FIG. 3 is a view showing an example of a method for manufacturing the mold wall of FIGS. 1 and 2.

FIG. 4 is a partially cutaway perspective view showing a main part of an electromagnetic casting mold according to another embodiment of the present invention.

FIG. 5 is an explanatory view of a conventional electromagnetic casting mold and its defects.

[Explanation of symbols]

 10, 40 Mold for electromagnetic casting 12 Mold wall 18 Cooling chamber 20 Electromagnetic coil 28 Conductive part 30 High resistance part 32 Copper alloy plate 34 Powder raw material

Claims (2)

[Claims] (1) A conductive portion made of a conductive metal material and a high-resistance portion which is constituted by including a metal oxide and has a high electric resistance with respect to the conductive portion are alternately arranged in the circumferential direction. And (b) a cooling chamber formed on the outer peripheral side of the mold wall so as to surround the mold wall, and through which a cooling medium is passed.
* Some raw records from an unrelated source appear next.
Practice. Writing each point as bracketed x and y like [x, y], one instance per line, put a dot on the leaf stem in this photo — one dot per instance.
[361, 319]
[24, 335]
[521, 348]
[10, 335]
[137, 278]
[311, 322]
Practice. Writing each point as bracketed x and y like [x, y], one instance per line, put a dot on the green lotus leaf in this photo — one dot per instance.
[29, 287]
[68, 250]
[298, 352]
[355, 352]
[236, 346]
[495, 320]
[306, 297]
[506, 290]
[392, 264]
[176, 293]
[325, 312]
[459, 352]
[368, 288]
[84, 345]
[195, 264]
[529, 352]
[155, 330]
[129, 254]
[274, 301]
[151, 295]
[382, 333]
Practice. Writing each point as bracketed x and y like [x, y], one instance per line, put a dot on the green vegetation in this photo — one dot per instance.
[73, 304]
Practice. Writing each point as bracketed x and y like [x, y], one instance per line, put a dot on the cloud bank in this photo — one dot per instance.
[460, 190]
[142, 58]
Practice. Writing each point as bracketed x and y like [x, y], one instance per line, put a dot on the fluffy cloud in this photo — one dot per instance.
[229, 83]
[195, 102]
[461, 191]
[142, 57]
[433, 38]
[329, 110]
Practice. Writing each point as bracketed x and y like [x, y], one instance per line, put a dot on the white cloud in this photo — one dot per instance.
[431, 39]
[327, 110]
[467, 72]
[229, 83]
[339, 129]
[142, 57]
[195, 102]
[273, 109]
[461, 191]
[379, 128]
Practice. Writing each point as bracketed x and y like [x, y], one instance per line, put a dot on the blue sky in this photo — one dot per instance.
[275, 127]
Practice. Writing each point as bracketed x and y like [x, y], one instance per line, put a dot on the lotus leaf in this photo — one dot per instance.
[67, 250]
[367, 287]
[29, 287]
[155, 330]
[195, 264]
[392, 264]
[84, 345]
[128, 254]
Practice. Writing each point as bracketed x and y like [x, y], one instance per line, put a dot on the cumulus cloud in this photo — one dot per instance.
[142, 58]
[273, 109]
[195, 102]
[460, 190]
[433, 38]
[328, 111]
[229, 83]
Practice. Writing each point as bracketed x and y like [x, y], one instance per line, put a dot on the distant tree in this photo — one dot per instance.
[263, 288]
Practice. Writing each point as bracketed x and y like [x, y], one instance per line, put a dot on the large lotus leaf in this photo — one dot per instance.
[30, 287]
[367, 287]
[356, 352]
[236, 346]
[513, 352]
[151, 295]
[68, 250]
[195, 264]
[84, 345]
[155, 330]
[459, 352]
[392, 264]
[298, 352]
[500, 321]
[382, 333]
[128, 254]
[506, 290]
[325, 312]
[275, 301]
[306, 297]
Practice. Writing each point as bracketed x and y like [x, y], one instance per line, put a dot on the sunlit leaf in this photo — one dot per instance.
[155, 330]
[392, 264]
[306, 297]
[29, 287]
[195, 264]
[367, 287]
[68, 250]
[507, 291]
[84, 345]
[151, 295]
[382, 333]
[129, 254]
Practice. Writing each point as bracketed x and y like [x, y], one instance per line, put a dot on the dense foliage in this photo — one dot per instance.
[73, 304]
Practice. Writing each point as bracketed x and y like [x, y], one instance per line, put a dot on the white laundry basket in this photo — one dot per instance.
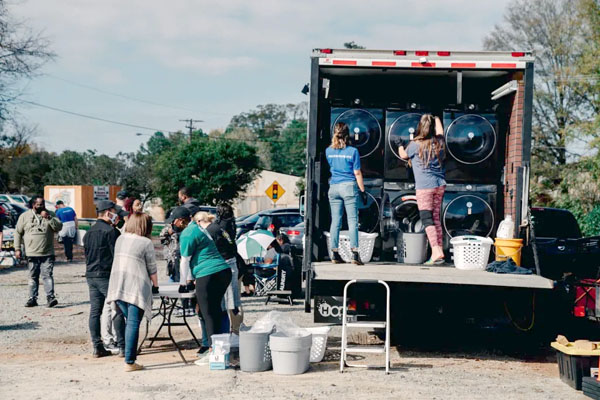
[366, 244]
[471, 252]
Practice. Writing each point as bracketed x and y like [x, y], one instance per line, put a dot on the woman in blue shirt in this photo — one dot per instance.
[426, 154]
[346, 180]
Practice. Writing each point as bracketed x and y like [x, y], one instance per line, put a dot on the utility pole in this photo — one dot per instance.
[190, 126]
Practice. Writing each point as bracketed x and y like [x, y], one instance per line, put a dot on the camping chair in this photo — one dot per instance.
[265, 276]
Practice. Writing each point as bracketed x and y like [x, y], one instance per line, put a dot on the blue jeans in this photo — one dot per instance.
[344, 195]
[133, 317]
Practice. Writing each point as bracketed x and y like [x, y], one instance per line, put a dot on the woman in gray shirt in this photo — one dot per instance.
[426, 154]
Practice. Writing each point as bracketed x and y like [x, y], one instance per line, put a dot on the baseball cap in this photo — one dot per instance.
[178, 212]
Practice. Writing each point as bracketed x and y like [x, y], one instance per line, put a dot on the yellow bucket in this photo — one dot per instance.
[506, 248]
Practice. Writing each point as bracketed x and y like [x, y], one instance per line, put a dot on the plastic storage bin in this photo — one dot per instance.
[319, 342]
[255, 354]
[366, 244]
[471, 252]
[412, 247]
[291, 354]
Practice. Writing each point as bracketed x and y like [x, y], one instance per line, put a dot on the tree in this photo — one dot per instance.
[22, 53]
[214, 170]
[553, 30]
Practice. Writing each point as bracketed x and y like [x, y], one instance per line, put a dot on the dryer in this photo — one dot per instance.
[474, 148]
[400, 126]
[366, 134]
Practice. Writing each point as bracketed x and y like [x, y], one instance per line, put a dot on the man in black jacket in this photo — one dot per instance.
[99, 243]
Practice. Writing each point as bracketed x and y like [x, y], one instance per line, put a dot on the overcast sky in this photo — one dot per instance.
[210, 60]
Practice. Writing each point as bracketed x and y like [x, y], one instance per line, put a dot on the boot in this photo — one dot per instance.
[356, 258]
[337, 259]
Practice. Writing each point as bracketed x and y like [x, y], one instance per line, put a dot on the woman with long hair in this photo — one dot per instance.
[344, 185]
[132, 280]
[426, 154]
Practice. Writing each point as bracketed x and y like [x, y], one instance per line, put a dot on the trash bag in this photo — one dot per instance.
[276, 321]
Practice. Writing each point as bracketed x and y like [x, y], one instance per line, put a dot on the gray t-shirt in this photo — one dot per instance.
[426, 177]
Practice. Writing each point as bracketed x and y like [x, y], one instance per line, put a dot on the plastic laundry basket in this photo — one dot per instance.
[319, 342]
[255, 353]
[366, 244]
[471, 252]
[412, 247]
[291, 354]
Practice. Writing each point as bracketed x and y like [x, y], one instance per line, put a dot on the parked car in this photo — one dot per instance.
[250, 221]
[296, 236]
[273, 220]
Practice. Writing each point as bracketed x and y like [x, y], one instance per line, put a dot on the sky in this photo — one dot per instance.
[208, 60]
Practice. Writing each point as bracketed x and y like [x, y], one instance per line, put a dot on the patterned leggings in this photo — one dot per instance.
[431, 200]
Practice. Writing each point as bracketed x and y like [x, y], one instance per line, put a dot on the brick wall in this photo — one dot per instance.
[514, 151]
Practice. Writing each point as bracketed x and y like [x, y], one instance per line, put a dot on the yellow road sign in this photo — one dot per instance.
[275, 191]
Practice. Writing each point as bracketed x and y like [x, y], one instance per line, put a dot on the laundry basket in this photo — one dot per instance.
[319, 342]
[366, 244]
[471, 252]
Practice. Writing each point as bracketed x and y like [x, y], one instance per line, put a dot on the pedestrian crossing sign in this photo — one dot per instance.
[275, 191]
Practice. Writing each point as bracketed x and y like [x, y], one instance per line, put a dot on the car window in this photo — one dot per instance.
[555, 224]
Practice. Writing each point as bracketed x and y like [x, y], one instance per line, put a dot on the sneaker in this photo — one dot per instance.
[203, 361]
[112, 347]
[52, 302]
[133, 367]
[101, 352]
[356, 258]
[337, 259]
[32, 302]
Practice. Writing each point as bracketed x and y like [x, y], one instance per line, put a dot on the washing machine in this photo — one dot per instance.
[366, 134]
[470, 210]
[474, 148]
[400, 127]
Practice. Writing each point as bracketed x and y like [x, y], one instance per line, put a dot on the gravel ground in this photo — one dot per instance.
[46, 354]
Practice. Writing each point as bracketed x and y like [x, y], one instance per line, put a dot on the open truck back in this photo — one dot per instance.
[485, 101]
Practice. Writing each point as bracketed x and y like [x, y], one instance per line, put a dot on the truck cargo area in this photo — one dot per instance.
[393, 272]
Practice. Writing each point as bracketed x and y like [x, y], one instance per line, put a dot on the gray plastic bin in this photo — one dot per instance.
[255, 354]
[413, 247]
[291, 354]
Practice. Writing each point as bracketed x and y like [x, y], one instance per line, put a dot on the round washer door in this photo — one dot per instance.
[365, 130]
[471, 139]
[468, 215]
[402, 130]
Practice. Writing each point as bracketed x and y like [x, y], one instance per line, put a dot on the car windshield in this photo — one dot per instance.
[555, 224]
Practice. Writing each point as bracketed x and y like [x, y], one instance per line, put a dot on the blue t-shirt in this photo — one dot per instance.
[426, 177]
[65, 214]
[342, 164]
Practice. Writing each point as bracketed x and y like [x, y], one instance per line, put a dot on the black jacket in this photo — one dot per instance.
[99, 243]
[225, 243]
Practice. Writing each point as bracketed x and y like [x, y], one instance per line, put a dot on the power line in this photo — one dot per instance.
[92, 117]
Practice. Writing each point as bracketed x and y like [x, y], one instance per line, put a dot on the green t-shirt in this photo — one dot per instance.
[206, 259]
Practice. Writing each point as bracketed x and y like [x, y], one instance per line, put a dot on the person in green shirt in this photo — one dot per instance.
[199, 255]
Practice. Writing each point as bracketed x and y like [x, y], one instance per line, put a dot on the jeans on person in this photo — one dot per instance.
[343, 195]
[45, 266]
[68, 245]
[209, 293]
[133, 318]
[98, 288]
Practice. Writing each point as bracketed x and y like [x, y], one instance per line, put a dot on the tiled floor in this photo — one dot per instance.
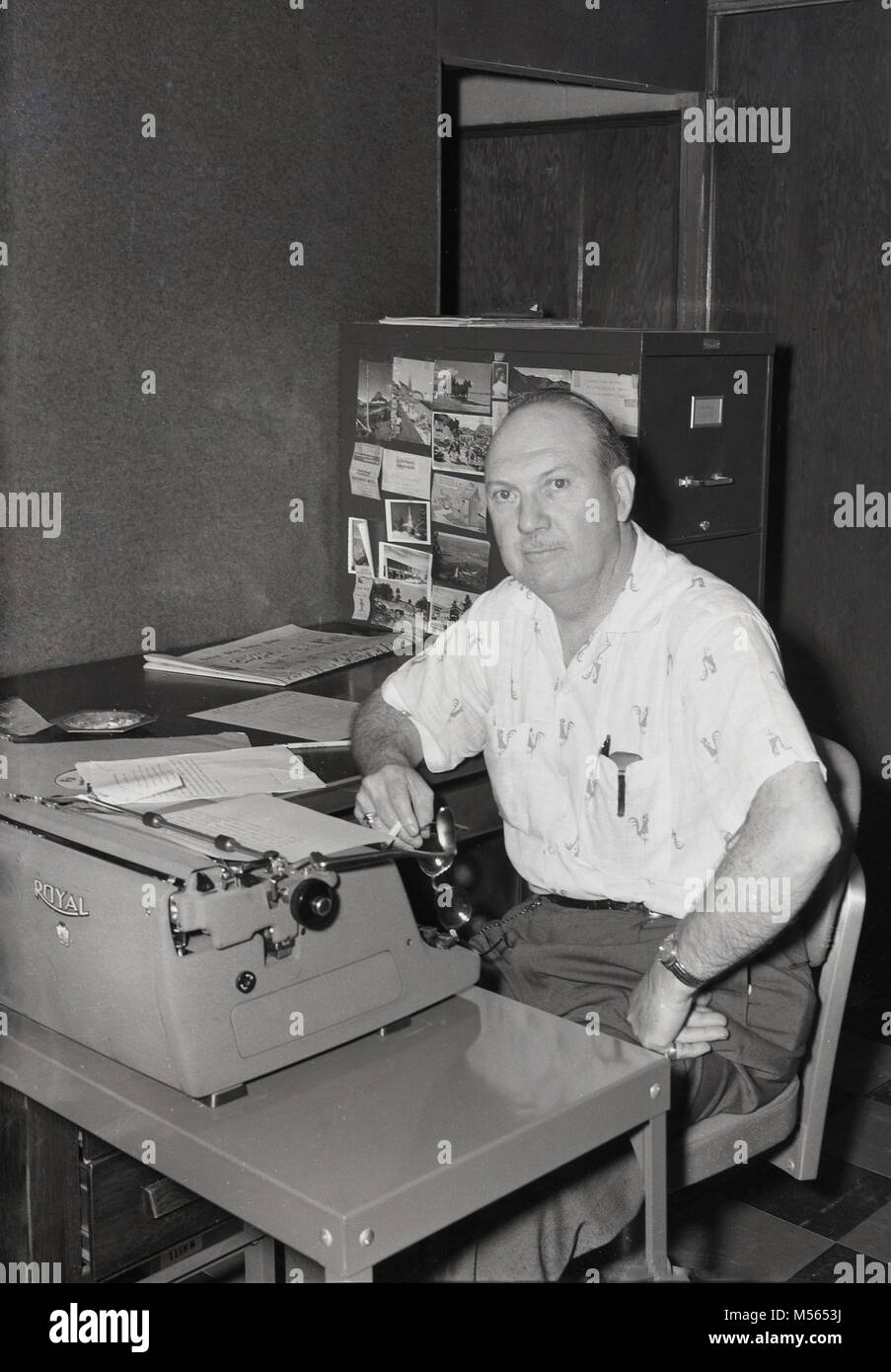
[757, 1224]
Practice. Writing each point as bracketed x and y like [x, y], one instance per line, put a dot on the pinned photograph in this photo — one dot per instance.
[408, 521]
[499, 382]
[408, 474]
[616, 394]
[446, 607]
[462, 387]
[411, 401]
[373, 401]
[398, 563]
[359, 548]
[365, 470]
[362, 597]
[460, 502]
[524, 380]
[461, 442]
[461, 563]
[395, 600]
[500, 409]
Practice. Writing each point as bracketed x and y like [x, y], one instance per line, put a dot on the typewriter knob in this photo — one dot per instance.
[314, 904]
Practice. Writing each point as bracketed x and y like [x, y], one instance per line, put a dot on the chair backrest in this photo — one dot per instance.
[835, 915]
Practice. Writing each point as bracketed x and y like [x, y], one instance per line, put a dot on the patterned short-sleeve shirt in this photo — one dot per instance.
[684, 681]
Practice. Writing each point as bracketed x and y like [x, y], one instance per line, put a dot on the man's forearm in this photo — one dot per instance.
[383, 737]
[756, 892]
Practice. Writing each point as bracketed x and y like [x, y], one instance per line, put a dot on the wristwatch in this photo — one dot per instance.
[668, 956]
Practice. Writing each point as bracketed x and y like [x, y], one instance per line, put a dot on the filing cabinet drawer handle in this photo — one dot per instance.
[164, 1196]
[715, 479]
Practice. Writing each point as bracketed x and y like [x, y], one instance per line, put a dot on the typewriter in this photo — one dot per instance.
[206, 970]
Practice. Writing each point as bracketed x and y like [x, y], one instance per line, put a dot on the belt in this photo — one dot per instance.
[597, 904]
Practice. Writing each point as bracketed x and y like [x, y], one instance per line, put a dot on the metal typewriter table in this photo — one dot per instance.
[356, 1154]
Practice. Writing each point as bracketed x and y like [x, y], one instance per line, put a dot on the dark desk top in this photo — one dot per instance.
[122, 682]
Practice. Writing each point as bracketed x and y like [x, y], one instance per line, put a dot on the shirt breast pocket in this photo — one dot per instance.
[626, 808]
[517, 759]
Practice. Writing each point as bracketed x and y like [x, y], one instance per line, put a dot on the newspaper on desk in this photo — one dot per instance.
[277, 657]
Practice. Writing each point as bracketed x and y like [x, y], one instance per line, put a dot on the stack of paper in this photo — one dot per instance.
[169, 781]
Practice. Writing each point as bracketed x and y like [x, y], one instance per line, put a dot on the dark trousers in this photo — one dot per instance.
[572, 962]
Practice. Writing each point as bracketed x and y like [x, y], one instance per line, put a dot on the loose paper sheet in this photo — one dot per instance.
[239, 771]
[18, 718]
[289, 713]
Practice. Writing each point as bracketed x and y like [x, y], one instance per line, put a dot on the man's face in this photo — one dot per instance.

And an electromagnetic coil housed inside the cooling chamber so as to surround the mold wall. 2. The conductive part according to claim 1, wherein the conductive part is made of copper or a copper alloy, and the high-resistance part contains a metal oxide powder and a copper or copper alloy powder of the same kind as the constituent material of the conductive part. A mold for electromagnetic casting, comprising a sintered body of raw powder, wherein the conductive part and the high resistance part are integrated by sintering.